Política

Bancada do Amazonas pode votar contra reeleição

A Câmara Federal começou nesta terça-feira a se dedicar exclusivamente na discussão e votação da proposta para implementar a Reforma Política no país. Os pontos, que estão indo para o plenário sem consenso em pontos importantes, estão sendo votado por temas. E, entre as pautas de discussão está a que determina o fim da reeleição para cargos eletivos majoritários na esfera executiva, no caso para prefeitos, governadores e presidente. Se aprovada na casa legislativa, a medida irá valer para as eleições de 2016, o que impedirá a candidatura do atual prefeito de Manaus, Arthur Neto (PSDB).

Para o deputado federal Marcos Rotta (PMDB) a votação que modifica a estrutura da reeleição é positiva, que é será a favor do fim da continuidade para o cargo eletivo majoritário da esfera executiva, como prefeito, governador e presidente. Para Rotta, essa é uma mudança necessária e deve entrar logo em vigor, antes mesmo das eleições de 2016. “Eu sou favorável também ao financiamento misto das campanhas, porém é necessário impor regras e limites, como por exemplo, as doações não devem ser feitas diretamente a nenhum candidato, mas sim ao partido, além de ser preciso estabelecer um teto máximo para essa doação e para os gastos em campanha, tipo R$ 50 mil reais ou R$ 100 mil, ou sei lá, mas não pode ficar da forma que está, pois enquanto um pode investir R$ 20 mil em campanha, outro investe R$ 5 milhões, isso é injusto e torna a disputa desleal”, enfatizou.

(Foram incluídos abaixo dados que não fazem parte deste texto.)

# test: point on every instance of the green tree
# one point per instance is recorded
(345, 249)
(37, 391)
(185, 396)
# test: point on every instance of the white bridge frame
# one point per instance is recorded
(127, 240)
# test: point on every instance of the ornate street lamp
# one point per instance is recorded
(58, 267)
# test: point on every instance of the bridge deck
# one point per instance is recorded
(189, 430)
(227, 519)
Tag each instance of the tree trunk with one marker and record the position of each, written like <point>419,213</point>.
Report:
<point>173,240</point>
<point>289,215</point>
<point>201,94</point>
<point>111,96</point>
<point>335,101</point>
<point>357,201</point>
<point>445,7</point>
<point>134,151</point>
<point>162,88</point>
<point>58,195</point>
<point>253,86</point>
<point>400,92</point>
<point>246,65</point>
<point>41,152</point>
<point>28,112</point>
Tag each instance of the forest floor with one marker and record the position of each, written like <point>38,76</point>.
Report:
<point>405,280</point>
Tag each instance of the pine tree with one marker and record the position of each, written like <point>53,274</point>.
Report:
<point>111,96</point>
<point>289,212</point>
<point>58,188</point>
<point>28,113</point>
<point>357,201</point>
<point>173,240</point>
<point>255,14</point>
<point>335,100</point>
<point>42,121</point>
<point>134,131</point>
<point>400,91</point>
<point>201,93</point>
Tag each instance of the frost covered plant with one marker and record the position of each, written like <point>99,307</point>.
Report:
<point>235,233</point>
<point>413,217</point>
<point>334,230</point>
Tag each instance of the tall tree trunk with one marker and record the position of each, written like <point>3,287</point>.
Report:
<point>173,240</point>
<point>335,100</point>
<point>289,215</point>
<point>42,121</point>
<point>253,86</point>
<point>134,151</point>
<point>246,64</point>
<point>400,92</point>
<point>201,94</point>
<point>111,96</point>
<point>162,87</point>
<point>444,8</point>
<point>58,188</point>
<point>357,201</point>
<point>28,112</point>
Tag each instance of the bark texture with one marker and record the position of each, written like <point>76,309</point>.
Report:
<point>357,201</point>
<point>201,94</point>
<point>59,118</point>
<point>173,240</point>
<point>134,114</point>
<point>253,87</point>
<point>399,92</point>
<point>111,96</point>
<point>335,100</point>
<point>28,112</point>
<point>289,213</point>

O peemdebista afirmou ainda que a votação deverá ser nominal para que todos mostrem a face. “É hora de ver quem é quem, alguns não querem se expor, pois esse é o momento de todos serem expostos”, disparou.

O deputado Silas Câmara (PSD) declarou também ser favorável ao fim da reeleição nos cargos do poder executivo e vai votar em favor da proposta de financiamento misto de campanha, composto por doações privadas e financiamento público.

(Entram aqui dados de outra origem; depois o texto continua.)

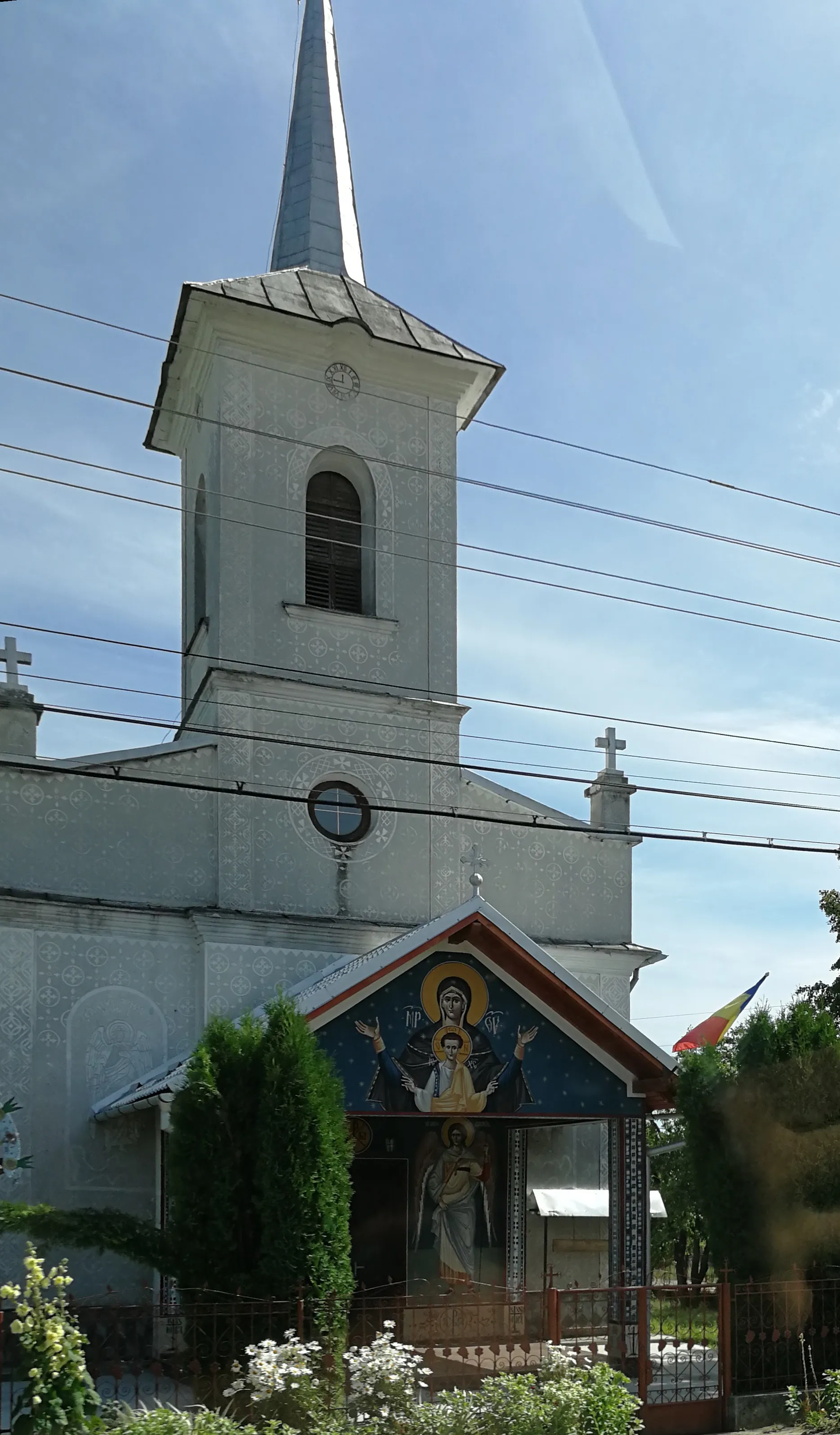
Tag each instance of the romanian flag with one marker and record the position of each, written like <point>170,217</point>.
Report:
<point>716,1027</point>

Já o democrata Pauderney Avelino é preciso mudar as coisas, e essa reforma é a grande oportunidade. “Sou a favor de acabar com a reeleição no executivo o mais rápido possível, além disso, também considero adequado o financiamento de campanha a partir de pessoas físicas e jurídicas, não público, somente privado, mas com regras firmes”, disse o deputado.

Pauderney citou a importância de estarem votando emendas à constituição e disse que não é preciso pedir votos nominais, pois o fato de serem emendas constitucionais a serem votadas, torna obrigatório o voto nominal.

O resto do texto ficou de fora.